Step 3: Describe everything around you

Once you have more vocabulary and grammar under your belt, start narrating things to yourself. You won't sound interesting, but that's not the point 😅 Remember you want to build connections in your brain and practice thinking. Imagine it like a sport: If you're training to play tennis, you'll do lots of exercises and drills that look pretty different from what playing a real tennis match looks like. But you're building up the muscles and skills to do the real thing!

In Step 3, you'll describe actual things you see, or what you're doing, or what you imagine doing. Since you want to stick to the words you already know, you might be making a lot of this up, and it might be repetitive: I am here, I am at home, I have a bed, I have a cat, This is my bed, This is my cat, etc. Try to go on as long as you can! As you get more comfortable with these basics, you'll find it easier to include new words and make longer sentences.

How to use your lessons to help: Do a lesson (or two!) before your thinking session and get inspiration from the vocabulary and grammar you see. You can challenge yourself to think about the specific topic of the lesson, or to target your thinking to particular grammatical structures from the lesson.

Step 4: Do this as much as possible!

This isn't really a separate step—you can do this even when you only know a few words. It's great to take advantage of speaking out loud whenever possible, but you probably have even more opportunities to do thinking practice. You can quietly think words, phrases, and sentences to yourself on the bus, while walking to your car, while washing your hands, while waiting in line, while in the elevator… just about any time!

It’s like training a muscle: You need to build muscle memory, and your brain needs to get used to putting together the ideas, words, and grammar you'll need to communicate. For most learners, it's simply unrealistic to expect to jump to full sentences about relevant topics. But you can get there with practice and by starting small!

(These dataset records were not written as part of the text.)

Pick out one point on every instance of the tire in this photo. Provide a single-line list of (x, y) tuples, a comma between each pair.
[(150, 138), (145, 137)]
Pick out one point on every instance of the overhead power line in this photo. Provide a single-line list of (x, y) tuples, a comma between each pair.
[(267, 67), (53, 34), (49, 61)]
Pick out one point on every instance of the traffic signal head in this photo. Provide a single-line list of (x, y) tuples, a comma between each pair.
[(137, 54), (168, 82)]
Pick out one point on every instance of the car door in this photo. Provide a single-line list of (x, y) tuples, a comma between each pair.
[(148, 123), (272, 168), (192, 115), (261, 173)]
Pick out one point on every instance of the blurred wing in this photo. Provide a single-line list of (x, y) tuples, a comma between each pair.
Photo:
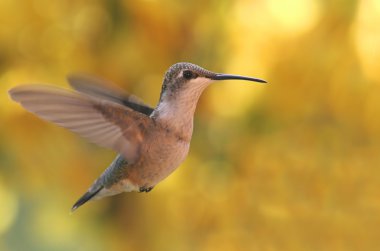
[(102, 89), (102, 122)]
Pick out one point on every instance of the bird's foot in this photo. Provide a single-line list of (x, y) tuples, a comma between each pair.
[(145, 189)]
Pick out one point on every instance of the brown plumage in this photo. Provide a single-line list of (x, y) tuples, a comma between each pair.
[(151, 142)]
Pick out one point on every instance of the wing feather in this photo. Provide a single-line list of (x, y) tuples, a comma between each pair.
[(105, 123), (104, 90)]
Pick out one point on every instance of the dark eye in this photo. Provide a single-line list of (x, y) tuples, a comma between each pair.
[(188, 74)]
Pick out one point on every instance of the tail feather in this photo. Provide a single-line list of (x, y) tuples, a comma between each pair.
[(86, 197)]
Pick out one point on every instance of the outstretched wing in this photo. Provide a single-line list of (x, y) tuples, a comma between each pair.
[(102, 89), (102, 122)]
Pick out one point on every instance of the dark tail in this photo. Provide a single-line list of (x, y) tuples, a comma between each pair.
[(86, 197)]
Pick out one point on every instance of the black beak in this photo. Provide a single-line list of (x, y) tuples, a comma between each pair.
[(220, 76)]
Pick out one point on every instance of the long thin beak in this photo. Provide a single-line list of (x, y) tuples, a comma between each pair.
[(220, 76)]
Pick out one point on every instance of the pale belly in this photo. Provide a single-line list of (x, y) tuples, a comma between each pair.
[(159, 161)]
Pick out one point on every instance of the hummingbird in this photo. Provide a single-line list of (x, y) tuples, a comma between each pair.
[(151, 142)]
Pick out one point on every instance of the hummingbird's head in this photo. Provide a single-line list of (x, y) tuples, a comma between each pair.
[(192, 79)]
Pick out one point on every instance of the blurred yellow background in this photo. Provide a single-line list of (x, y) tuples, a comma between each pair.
[(293, 165)]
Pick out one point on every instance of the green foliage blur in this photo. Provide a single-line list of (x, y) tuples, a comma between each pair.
[(292, 165)]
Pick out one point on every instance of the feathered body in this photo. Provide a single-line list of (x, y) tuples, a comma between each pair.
[(151, 143)]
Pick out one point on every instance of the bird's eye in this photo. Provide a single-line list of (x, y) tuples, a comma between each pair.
[(188, 74)]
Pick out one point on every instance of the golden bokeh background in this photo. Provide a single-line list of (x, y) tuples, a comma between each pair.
[(293, 165)]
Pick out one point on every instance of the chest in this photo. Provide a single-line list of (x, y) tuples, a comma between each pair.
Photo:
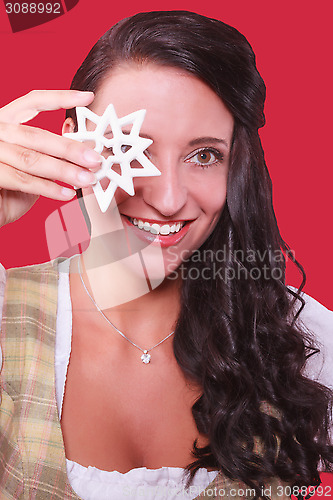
[(119, 414)]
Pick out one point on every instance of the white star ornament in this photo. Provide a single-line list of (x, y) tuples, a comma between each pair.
[(132, 142)]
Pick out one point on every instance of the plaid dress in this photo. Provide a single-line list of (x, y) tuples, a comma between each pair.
[(32, 454)]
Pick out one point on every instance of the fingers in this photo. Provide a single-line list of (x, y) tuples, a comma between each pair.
[(28, 106), (41, 165), (48, 143), (17, 180)]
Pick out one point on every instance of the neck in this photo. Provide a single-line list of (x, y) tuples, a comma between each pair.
[(145, 315)]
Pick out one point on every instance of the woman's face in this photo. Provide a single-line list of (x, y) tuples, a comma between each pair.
[(191, 131)]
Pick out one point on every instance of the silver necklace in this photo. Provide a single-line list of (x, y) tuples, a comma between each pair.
[(146, 357)]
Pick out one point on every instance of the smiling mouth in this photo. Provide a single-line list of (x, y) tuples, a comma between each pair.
[(158, 228)]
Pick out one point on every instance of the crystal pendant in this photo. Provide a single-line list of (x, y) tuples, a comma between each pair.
[(145, 358)]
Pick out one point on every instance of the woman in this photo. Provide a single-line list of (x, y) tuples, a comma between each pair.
[(225, 388)]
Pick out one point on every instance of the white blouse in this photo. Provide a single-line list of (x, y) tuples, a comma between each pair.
[(91, 483)]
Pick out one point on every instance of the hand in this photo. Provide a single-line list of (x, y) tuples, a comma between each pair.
[(32, 159)]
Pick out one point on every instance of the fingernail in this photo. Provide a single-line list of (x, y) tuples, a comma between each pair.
[(86, 178), (92, 156), (68, 193)]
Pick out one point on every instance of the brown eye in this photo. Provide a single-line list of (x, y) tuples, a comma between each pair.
[(206, 157)]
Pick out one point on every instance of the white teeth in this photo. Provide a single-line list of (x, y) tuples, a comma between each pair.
[(164, 229), (155, 229)]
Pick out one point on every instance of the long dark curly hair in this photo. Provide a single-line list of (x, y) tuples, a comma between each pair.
[(238, 333)]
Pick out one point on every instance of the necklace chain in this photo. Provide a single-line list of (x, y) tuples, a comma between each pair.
[(145, 356)]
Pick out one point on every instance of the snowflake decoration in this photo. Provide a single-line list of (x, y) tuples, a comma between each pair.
[(133, 143)]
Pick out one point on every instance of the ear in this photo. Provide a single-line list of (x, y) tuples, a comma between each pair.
[(68, 126)]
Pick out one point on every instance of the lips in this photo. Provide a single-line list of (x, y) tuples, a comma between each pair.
[(158, 232)]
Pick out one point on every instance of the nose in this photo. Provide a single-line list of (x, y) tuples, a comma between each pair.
[(168, 192)]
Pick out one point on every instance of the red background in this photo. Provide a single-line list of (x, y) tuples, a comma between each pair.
[(292, 41)]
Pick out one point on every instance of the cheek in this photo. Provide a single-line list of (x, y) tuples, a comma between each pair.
[(212, 197)]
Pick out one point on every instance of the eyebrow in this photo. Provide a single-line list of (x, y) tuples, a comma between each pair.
[(211, 140), (194, 142)]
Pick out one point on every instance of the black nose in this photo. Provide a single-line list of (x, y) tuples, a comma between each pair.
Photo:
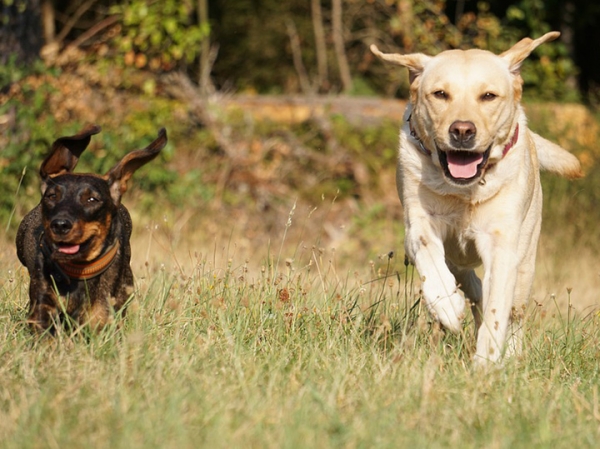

Step 5: Reflect on what's missing

Once you're at the sentence and description stages, start noticing what words and phrases you'd like to pull from your memory more easily. Keep track of them, maybe on your phone or in a notebook, and write down their equivalents when you come across them in your lessons. That way, when you're ready for another little thinking session, you can refer back to your list and include some new items in your thinking. 

One thing that's nice about this low-pressure thinking technique is that it makes it easy to focus on particular grammar or vocabulary that you want extra practice with. For example, if you'll be using the new language at an upcoming family gathering, maybe you want to practice describing a recent trip—so you can focus your thinking on the past tense. What verbs do you know the past tense in really well? Which verbs have irregular conjugations or they just don't come to you as quickly?

How to use your lessons to help: Doing Legendary levels or practice for older units is a great way to gather up the vocabulary and grammar you aren't including in your thinking yet.

It's a lot to think about!

Incorporate these thinking exercises into your daily practice and spend lots of time on Step 3 to get your brain used to thinking about the real objects, routines, and needs in your daily life. Just like learning vocabulary, grammar, and pronunciation, learning to think in your new language takes a long time, so chip away at it a little every day!